US President-elect Donald Trump has also promised a "quick" free trade deal with Britain.

In a major speech on Tuesday, May said she still plans to trigger Article 50 of the Lisbon Treaty, which sets the rules for a two-year negotiating process for a nation leaving the European Union, by the end of March.

"I am concerned that what we're getting is some sort of slow-motion Brexit where she is speaking about interim measures, or a transitional period, which will only begin after April 2019".

"He didn't say, "We haven't done a good job in explaining the advantages of the EU", Mr. Stiglitz said at the World Economic Forum in Davos, Switzerland.

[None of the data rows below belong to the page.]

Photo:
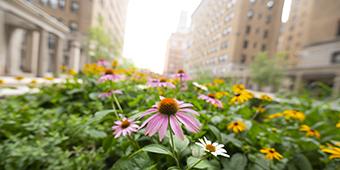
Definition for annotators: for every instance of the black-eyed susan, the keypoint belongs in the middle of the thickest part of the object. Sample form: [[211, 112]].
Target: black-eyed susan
[[271, 153], [266, 98], [333, 150], [237, 126], [309, 131], [294, 114], [241, 97]]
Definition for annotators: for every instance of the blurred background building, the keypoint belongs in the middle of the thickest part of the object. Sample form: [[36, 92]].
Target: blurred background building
[[227, 34], [51, 33]]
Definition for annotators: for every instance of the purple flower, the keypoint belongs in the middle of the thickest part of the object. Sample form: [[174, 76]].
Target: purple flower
[[109, 93], [170, 112], [162, 82], [124, 127], [108, 77], [210, 98], [182, 75]]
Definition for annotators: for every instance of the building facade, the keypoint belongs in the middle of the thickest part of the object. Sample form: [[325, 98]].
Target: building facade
[[79, 16], [227, 35], [311, 39]]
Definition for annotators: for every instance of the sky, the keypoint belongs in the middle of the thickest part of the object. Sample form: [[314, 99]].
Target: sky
[[149, 25]]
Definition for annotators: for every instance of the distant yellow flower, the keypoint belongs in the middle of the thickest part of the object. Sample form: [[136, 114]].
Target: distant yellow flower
[[271, 153], [238, 87], [237, 126], [241, 97], [19, 78], [309, 131], [259, 109], [333, 150], [293, 114], [275, 115], [221, 94], [266, 98], [49, 78]]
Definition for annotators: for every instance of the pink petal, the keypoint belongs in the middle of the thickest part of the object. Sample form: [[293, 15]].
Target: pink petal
[[163, 128], [189, 122], [176, 128]]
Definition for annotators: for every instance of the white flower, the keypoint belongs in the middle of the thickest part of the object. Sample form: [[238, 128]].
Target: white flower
[[200, 86], [213, 148]]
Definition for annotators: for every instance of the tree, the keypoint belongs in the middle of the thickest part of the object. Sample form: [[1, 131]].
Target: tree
[[267, 71]]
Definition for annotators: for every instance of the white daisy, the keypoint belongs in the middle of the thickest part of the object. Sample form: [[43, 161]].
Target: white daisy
[[213, 148]]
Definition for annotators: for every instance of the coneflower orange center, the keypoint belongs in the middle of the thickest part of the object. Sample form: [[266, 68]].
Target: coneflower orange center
[[210, 147], [125, 124], [168, 106], [211, 96]]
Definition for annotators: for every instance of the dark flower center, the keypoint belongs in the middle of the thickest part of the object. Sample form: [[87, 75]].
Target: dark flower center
[[125, 124], [168, 106], [210, 147], [211, 96]]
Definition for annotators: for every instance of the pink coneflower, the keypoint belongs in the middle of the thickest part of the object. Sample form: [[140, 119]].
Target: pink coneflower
[[182, 75], [171, 111], [210, 98], [162, 82], [109, 93], [103, 63], [124, 127]]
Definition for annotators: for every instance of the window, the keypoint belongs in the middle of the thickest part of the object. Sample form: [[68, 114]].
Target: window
[[335, 58], [61, 4], [245, 44], [73, 26], [248, 29], [265, 34], [74, 6]]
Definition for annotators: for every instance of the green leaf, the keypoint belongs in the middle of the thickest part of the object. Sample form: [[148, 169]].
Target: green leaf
[[155, 148]]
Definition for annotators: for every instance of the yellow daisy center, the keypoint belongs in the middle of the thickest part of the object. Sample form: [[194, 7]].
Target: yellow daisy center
[[168, 106], [210, 147]]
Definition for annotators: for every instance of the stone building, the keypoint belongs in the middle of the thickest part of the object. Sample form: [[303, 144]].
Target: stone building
[[227, 35]]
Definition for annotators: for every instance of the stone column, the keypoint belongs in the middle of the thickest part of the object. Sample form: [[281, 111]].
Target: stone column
[[75, 55], [3, 44], [59, 55], [43, 53], [336, 86], [32, 50], [298, 82]]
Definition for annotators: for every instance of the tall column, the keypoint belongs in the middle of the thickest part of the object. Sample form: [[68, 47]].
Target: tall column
[[3, 44], [43, 53], [59, 54], [75, 55], [336, 86], [32, 50], [298, 82]]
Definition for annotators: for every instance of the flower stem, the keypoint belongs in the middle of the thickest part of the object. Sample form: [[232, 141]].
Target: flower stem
[[172, 146]]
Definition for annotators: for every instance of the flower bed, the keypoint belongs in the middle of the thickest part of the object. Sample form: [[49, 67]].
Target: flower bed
[[127, 119]]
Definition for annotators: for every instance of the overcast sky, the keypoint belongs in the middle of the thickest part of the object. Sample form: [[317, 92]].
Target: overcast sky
[[149, 25]]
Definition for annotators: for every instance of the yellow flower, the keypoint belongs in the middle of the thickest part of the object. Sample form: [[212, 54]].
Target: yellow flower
[[309, 131], [219, 95], [275, 115], [19, 78], [259, 109], [266, 98], [241, 97], [271, 153], [334, 151], [238, 87], [293, 114], [237, 126], [49, 78]]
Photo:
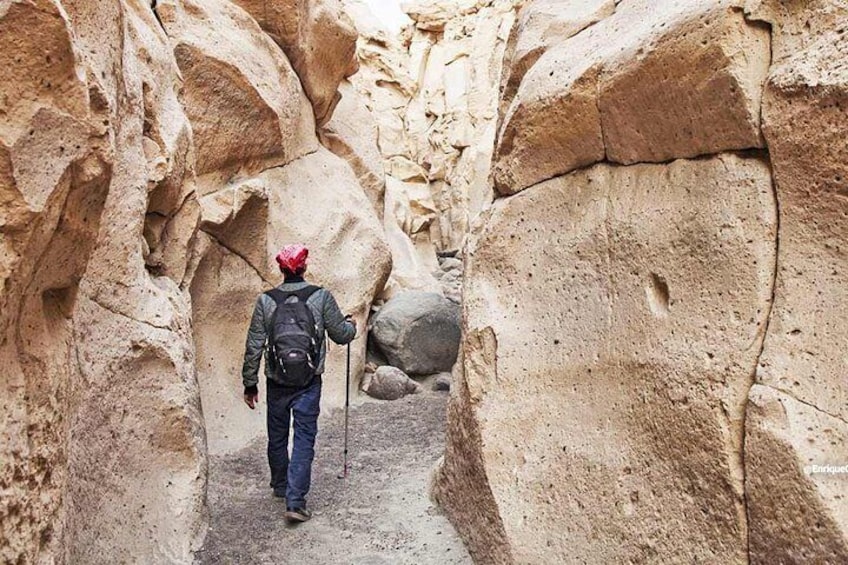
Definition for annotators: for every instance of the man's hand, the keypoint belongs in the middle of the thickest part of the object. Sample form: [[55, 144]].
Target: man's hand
[[251, 398]]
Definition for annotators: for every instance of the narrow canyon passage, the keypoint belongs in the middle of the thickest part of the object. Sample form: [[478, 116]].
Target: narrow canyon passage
[[381, 514]]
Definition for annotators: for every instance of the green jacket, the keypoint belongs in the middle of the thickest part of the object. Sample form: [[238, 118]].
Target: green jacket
[[328, 317]]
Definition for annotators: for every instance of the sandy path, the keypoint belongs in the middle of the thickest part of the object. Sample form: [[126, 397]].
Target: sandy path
[[380, 515]]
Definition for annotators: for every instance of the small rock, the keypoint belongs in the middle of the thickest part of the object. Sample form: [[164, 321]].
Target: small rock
[[442, 381], [389, 383], [451, 264]]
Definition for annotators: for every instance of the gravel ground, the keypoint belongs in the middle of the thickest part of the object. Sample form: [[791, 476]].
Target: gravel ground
[[381, 514]]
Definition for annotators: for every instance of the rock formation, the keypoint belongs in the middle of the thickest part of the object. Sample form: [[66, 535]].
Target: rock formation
[[641, 205], [151, 162], [389, 383], [418, 332], [652, 308], [433, 88]]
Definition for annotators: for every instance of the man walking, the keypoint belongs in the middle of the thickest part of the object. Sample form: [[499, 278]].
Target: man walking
[[289, 322]]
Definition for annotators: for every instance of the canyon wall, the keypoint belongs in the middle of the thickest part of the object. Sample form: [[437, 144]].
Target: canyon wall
[[152, 161], [653, 310], [431, 80]]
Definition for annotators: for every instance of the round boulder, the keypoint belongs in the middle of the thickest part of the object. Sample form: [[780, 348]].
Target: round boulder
[[418, 332], [389, 383]]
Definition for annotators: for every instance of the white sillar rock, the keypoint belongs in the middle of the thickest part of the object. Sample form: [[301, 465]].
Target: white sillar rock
[[244, 100], [318, 39], [418, 332], [801, 419], [127, 279], [650, 83]]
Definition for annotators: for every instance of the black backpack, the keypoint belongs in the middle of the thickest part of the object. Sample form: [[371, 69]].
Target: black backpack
[[294, 337]]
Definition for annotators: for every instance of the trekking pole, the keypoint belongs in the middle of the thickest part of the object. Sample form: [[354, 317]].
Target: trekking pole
[[347, 410]]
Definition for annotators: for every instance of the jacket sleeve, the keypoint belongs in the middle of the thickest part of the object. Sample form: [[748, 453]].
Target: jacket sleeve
[[340, 330], [254, 345]]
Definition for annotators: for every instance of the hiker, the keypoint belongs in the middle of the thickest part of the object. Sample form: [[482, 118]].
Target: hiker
[[289, 322]]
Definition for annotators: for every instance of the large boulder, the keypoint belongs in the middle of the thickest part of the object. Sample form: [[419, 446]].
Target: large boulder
[[318, 38], [418, 332]]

Six months after the UK's European Union referendum and amid growing discontent, Prime Minister Theresa May has now outlined her plans for Britain's future.

"But I want to be clear: What I am proposing can not mean membership of the single market". As a EU member, it would be impossible and contrary to EU rules and regulations for Britain to prevent EU citizens from other EU nations from immigrating to Britain.

Ireland said its priorities as one of the 27 European Union countries in the Brexit negotiations remain its economic and trading arrangements, the peace process and border issues as well as the common travel area.

Mrs May said during the referendum campaign that leaving the Single Market risked making the British people poorer.

Mr McFarlane also said that the bank has a "contingency plan" for dealing with the possibility of a bad deal with the EU.

"The Taoiseach (Prime Minister), myself, several cabinet ministers and senior civil servants across departments have all been in the City of London in the last six months and are in direct contact with several companies that have expressed an interest (in) setting up in Ireland".

It is understood that the speech was generally well-received by attendees, with the UK Chairman of KPMG Simon Collins said it would "go some way to assuage the nerves of CEOs" concerned by a rise in protectionism. We have pressed the Government hard to guarantee the right to remain for non-UK EU nationals in existing workforces, and no early cut-off date.

But, she said, she wanted "also to show how these forces can work for everyone".

She added: "I value financial services in the City of London and I want to ensure that we can keep financial services in the City of London and that global Britain, I believe will do just that".

"One might expect a successful negotiating strategy to have ambitious objectives and a credible fall back position".